4 Zwrócił więc owe srebrniki swojej matce. Matka jego wzięła z tego dwieście srebrników i dała je odlewaczowi, a ten zrobił z tego posąg ryty i lany, który potem był w domu Micheasza.
5 Tak więc ten mąż, Micheasz, miał dom Boży. Kazał też sporządzić efod kapłański i bożki domowe i powołał jednego ze swoich synów, aby był jego kapłanem.
6 W tym czasie nie było króla w Izraelu, każdy robił, co mu się podobało.
7 Był też pewien młodzieniec z Betlejemu judzkiego, z rodu Judy, Lewita, który tam przebywał jako obcy przybysz.
8 Mąż ten wyszedł ze swojego miasta Betlejemu judzkiego, aby osiedlić się jako obcy przybysz gdziekolwiek się nadarzy.
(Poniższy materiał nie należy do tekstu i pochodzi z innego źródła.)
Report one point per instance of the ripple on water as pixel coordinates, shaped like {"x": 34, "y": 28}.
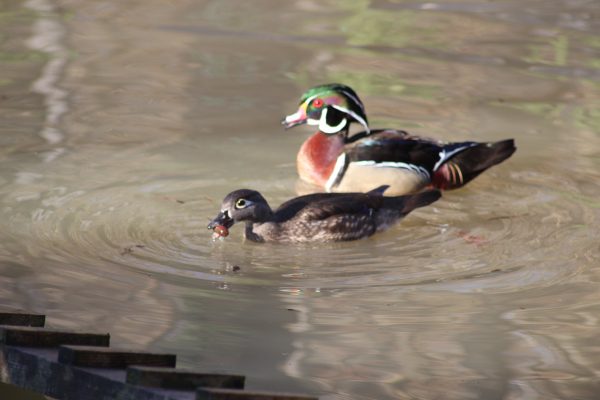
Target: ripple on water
{"x": 493, "y": 235}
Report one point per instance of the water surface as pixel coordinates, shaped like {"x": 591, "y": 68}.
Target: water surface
{"x": 124, "y": 124}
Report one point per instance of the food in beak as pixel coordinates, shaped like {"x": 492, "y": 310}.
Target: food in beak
{"x": 220, "y": 231}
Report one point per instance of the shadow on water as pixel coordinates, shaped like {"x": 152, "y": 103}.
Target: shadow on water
{"x": 125, "y": 124}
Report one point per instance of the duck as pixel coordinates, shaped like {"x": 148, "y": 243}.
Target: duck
{"x": 317, "y": 217}
{"x": 337, "y": 161}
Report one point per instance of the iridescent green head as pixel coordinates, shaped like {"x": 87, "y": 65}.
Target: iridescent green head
{"x": 332, "y": 107}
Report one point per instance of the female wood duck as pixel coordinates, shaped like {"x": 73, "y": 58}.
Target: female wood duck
{"x": 339, "y": 162}
{"x": 316, "y": 217}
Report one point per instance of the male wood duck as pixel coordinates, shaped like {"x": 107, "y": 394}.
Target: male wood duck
{"x": 339, "y": 162}
{"x": 316, "y": 217}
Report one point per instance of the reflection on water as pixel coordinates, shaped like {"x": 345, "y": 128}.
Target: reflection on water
{"x": 124, "y": 125}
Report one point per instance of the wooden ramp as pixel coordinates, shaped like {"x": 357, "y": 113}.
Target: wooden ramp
{"x": 68, "y": 365}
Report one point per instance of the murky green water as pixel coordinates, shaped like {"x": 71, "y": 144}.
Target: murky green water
{"x": 123, "y": 125}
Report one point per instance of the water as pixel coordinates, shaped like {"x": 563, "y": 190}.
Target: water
{"x": 123, "y": 125}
Wędrując tak, przyszedł na pogórze efraimskie do domu Micheasza.
9 I rzekł do niego Micheasz: Skąd przybywasz? A ten odpowiedział: Jestem Lewitą z Betlejemu judzkiego, a idę, aby osiedlić się jako obcy przybysz gdziekolwiek się nadarzy.
10 I rzekł do niego Micheasz: Zamieszkaj u mnie i bądź mi ojcem i kapłanem; dam ci za to dziesięć srebrników rocznie, odzienie i żywność. I przymusił Lewitę.
11 Zgodził się tedy Lewita pozostać u tego męża i młodzieniec ten był dlań jak jeden z jego synów.
12 Micheasz powołał tego Lewitę i młodzieniec ten został jego kapłanem, i pozostał w domu Micheasza.
13 Wtedy Micheasz rzekł: Teraz wiem, że Pan będzie mnie darzył powodzeniem, gdyż Lewita został u mnie kapłanem.